Given that the space involved is just 121KB maximum residency while processing a 124MB file, I'm not concerned about it.
I wouldn't either.
But it needs more space here, so I am concerned.
And the time required isn't a bad place to start from, I think.
By the way, as this implies, I can't reproduce your space behaviour at all.
That's surprising. Have you made sure to replace a pattern which does not occur in the text?
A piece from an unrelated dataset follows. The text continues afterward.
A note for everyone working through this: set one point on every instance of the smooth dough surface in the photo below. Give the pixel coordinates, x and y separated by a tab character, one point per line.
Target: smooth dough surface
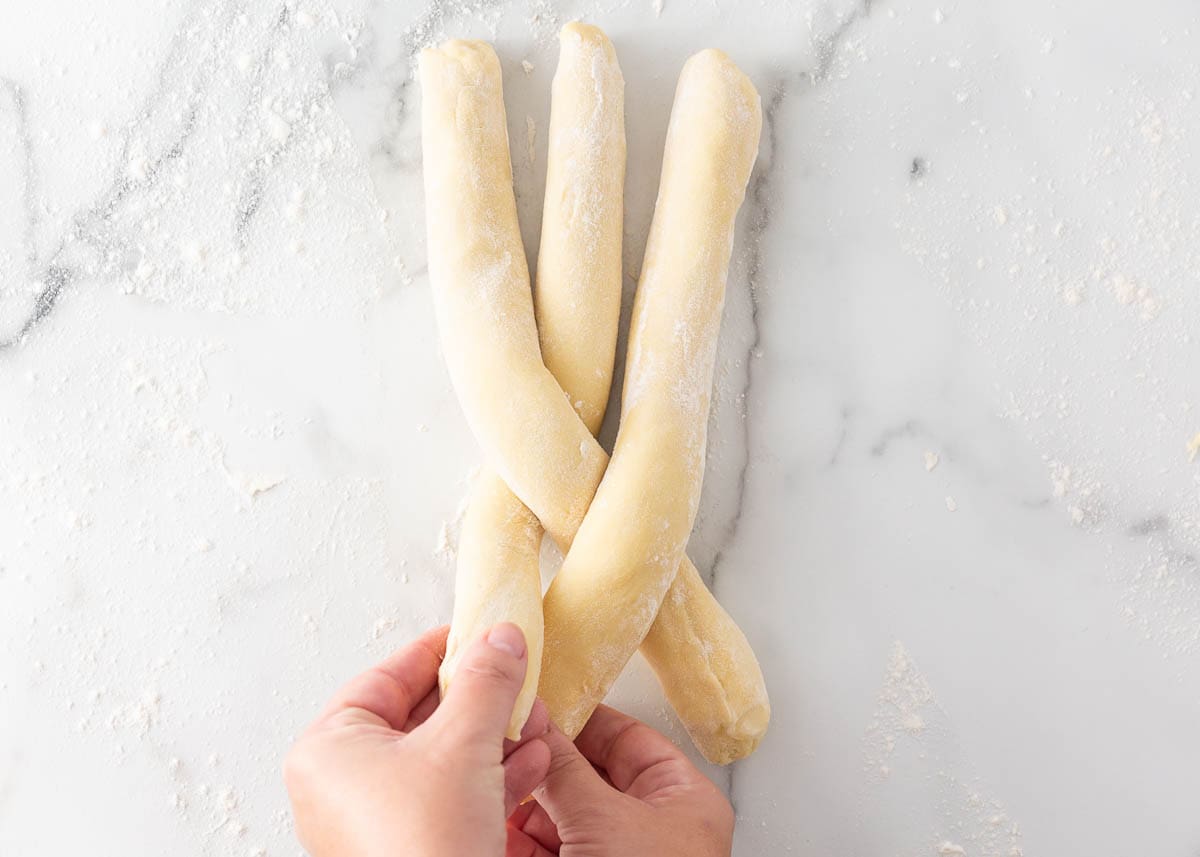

Can you reproduce the behaviour with a) Data.List.intersperse instead of the lazier version now used, b) ghc-6.12.* instead of HEAD?
Anyway, I would've thought that with
split pat src
| null pat = emptyError "split" | isSingleton pat = splitBy (== head pat) src | otherwise = go 0 (indices pat src) src
where go _ [] cs = [cs] go !i (x:xs) cs = let h :*: t = splitAtWord (x-i) cs in h : go (x+l) xs (dropWords l t) l = foldlChunks (\a (T.Text _ _ b) -> a + fromIntegral b) 0 pat
you can't start returning chunks before it's known whether the list of indices is empty, so split would have O(index of pattern) space behaviour.
If HEAD manages to make the chunks available before they are complete (before it's known how long they will be), it's even awesomer than I'd have dared to hope. Okay, so I'll have to try HEAD.
Doesn't do much here. Still leaking, still > 20 times slower than ByteString, even for the now far worse ByteString times. What's going on?